Messi Gol Part Deaux

12 06 2007

Is someone laughing at us? Is there someone at the controls of life? Is God a cule? Well, if he’s not, he’s certainly a native of Buenos Aires. It’s ironic that in the same year that Lionel Messi scores a goal to rival the best of Maradona that scant weeks later he replicates the worst that my namesake Diego Armando in Hand of God. It almost worked, Barcelona was 18 seconds from pulling away from their rivals, playing sublimely against well matched rivals Espanyol, but all anyone I knew wanted to talk about was the cheating Argie that emulates his hero just a tad too closely.

Well, I won’t bore you with an old salt like, “Anyone who isn’t cheating doesn’t care enough” but we soccer fans tend to put way too much of the blame for football’s ills on the cheating, diving, whining Latins who have defiled the proper British sport of football.

Frankly, it happens everywhere I’ve been and in every league I’ve seen, but Argentina it seems has a past that rears its ugly head, from Maradona to Simeone, or Kun Aguero to Messi this year. The heart of a Carlos Tevez, the ball skills of Pablito Aimar or El Conejo Saviola, or the guts of a Javier Mascherano are overshadowed by the darker side of their game: one of gamesmanship, professional fouls, negative tactics and time-wasting.

The fact is that a great player from south of the Andes is measured not only by what he can bring to the ball but by what he can do without it. One minute Aimar can pull off a move that will break an opponents ankles, but seconds later he can win a penalty like the one he won against Madrid this weekend, where he trips on himself a foot after he passes Helguera in the area. I guess we need to realize whether we like it or not that the games is and has always been about the balancing both sides of “the Force.”





The Next Maradona

22 04 2007

Diego Maradona was arguably, and I hate blogging about him in the past tense because despite hepatitis and an alcohol problem he is still very much with us, one of the best if not the best soccer players ever to play the game. Argentina has had a love affair with him on the level, and oddly  enough in the same manner, that they had with Eva Peron. I won’t go into the gist of that  history. Suffice it to say: they crazy.

Almost from the beginning with Boca Juniors the Argentinian press and the public have worried, fretted about, and prayed (and preyed) for a successor. Each new Argentinian wunderkind to come out of the Boca or River academy (which constitutes every other club in Argentina by the way) is dubbed “the next Maradona” and sent on his way to play in Spain or Italy. We’ve seen since retirement, easily 15 new Maradonas.

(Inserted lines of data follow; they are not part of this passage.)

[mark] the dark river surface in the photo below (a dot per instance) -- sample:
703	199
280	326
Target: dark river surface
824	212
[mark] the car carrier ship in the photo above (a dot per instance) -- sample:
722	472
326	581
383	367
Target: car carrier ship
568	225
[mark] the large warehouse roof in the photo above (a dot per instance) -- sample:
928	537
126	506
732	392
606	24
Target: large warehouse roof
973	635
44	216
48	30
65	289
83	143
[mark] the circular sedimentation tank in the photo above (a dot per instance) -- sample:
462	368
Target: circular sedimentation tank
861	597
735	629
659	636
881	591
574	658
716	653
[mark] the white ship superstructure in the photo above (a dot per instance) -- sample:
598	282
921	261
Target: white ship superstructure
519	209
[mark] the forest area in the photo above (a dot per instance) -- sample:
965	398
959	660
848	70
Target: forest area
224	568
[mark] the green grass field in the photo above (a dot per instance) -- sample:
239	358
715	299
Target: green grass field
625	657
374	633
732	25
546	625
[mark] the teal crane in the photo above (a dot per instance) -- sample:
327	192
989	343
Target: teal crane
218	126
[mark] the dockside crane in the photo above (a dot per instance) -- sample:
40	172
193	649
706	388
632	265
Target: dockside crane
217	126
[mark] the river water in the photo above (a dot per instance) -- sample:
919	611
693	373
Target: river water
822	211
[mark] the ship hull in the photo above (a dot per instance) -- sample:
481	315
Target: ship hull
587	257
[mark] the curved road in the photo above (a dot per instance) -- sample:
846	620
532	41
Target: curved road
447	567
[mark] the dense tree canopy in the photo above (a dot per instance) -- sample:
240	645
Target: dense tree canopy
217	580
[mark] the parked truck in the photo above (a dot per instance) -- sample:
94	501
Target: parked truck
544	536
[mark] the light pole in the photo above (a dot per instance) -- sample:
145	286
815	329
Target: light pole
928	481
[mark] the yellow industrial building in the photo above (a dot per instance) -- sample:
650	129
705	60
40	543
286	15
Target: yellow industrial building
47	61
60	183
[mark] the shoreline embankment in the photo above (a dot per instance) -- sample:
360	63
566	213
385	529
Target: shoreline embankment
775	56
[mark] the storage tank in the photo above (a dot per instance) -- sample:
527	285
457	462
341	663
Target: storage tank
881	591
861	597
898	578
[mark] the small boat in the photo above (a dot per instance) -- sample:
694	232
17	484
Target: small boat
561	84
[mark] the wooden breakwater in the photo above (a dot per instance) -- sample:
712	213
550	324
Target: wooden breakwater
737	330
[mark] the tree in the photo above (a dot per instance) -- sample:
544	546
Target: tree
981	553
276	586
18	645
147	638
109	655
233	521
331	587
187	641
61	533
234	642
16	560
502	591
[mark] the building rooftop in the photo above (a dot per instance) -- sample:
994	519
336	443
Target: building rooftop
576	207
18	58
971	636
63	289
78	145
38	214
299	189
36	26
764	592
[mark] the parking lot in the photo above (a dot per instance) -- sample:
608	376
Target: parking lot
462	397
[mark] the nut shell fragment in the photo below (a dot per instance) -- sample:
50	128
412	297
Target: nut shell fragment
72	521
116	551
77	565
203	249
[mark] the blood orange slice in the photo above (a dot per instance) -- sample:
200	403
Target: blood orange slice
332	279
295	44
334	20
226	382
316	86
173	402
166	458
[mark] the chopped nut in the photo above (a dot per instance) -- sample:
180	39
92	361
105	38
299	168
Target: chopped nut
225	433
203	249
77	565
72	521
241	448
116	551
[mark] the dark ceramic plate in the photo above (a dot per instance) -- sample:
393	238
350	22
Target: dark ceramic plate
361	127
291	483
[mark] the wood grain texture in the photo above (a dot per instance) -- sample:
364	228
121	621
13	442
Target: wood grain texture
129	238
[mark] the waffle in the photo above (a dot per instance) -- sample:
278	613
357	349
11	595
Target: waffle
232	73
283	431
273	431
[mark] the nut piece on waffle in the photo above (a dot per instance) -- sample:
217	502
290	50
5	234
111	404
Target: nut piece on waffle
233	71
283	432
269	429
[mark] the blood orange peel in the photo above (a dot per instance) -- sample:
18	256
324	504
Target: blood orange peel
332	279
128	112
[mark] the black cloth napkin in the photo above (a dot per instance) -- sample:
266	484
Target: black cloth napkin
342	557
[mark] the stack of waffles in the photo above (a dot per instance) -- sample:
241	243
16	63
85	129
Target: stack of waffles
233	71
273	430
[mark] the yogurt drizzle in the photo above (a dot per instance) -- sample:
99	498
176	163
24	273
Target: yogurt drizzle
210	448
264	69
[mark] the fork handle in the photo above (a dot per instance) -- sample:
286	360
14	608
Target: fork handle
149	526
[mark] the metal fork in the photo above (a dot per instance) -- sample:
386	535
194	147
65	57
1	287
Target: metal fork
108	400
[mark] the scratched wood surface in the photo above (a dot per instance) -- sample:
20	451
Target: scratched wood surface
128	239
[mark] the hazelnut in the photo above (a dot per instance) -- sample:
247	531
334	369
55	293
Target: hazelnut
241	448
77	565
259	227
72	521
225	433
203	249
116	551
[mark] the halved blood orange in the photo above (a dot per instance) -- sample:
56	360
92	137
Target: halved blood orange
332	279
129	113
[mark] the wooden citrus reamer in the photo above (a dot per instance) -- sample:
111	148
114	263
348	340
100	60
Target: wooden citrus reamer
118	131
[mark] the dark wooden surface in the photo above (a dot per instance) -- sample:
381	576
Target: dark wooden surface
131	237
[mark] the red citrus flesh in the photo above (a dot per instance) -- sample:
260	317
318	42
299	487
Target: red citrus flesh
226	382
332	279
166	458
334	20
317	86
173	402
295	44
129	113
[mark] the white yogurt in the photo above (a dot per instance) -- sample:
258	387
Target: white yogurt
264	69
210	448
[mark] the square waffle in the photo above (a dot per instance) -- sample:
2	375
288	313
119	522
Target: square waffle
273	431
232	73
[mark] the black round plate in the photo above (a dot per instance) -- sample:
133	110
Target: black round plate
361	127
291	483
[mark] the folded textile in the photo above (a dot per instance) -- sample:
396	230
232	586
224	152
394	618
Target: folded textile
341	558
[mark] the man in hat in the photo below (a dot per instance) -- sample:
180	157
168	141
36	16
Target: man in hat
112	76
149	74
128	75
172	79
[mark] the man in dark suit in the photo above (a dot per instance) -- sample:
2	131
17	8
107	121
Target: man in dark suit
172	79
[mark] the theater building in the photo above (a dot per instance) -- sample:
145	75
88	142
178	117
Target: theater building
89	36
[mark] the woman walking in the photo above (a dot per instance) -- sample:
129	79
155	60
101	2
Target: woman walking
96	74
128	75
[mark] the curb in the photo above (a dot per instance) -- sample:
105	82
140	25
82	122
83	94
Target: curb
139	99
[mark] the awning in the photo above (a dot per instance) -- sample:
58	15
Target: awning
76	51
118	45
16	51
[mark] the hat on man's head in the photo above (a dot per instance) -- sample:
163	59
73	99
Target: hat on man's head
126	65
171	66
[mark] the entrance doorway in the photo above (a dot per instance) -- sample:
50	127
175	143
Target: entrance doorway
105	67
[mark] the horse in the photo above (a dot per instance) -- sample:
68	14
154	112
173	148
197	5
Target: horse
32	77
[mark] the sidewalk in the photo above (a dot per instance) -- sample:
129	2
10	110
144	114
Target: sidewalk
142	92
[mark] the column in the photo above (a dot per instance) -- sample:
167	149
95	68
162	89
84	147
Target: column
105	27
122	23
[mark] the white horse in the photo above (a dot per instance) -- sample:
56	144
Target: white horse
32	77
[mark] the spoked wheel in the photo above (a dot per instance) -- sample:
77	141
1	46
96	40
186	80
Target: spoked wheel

The lineage is striking, a group of great Argentinian players like his contemporaries Ariel Ortega, Marcello Gallardo, Gabriel Batistuta, to youger models like Hernan Crespo, Javier Saviola, Pablo Aimar, Juan Roma Riquelme, or even younger still like Carlos Tevez, or Kun Aguero. Some if not all of them at any given time have been given the term “next Maradona” by the master himself. Most of us just laughed to ourselves and called it Diego was talking to himself again. No one believed him.

Until he said it again this past week, about Barcelona youngster Lionel Messi. Now don’t believe me, but look at his goal (it’s on google or youtube) and tell me if that’s not Diego circa Mexico ‘86.

I won’t go as far as to say that the goal was better than Maradona’s. It was great, and Messi did finish it from a harder angle, but you have to factor who he did it against.

Getafe are a small neighborhood cousin of Real Madrid, and while they have had an excellent La Liga campaign and they are one of its best defensive teams, you cannot compare the level of defending to what Diego faced in the England squad of Mexico ‘86.

Still, none of those other “next Maradonas” had the goal. Messi’s goal this week was a Hollywood reimagining of a timeless classic, not Casablanca recolored or Psycho reshot, but one that is as good as the original and comes at the beginning and not so close to the dire end of a remarkable career.

Lionel Messi may be the “next Maradona” or he may not, but I guarantee you that there are going to be youngsters born this week, this month or this year, and for many years to come with the unattainable moniker of the “next Messi”.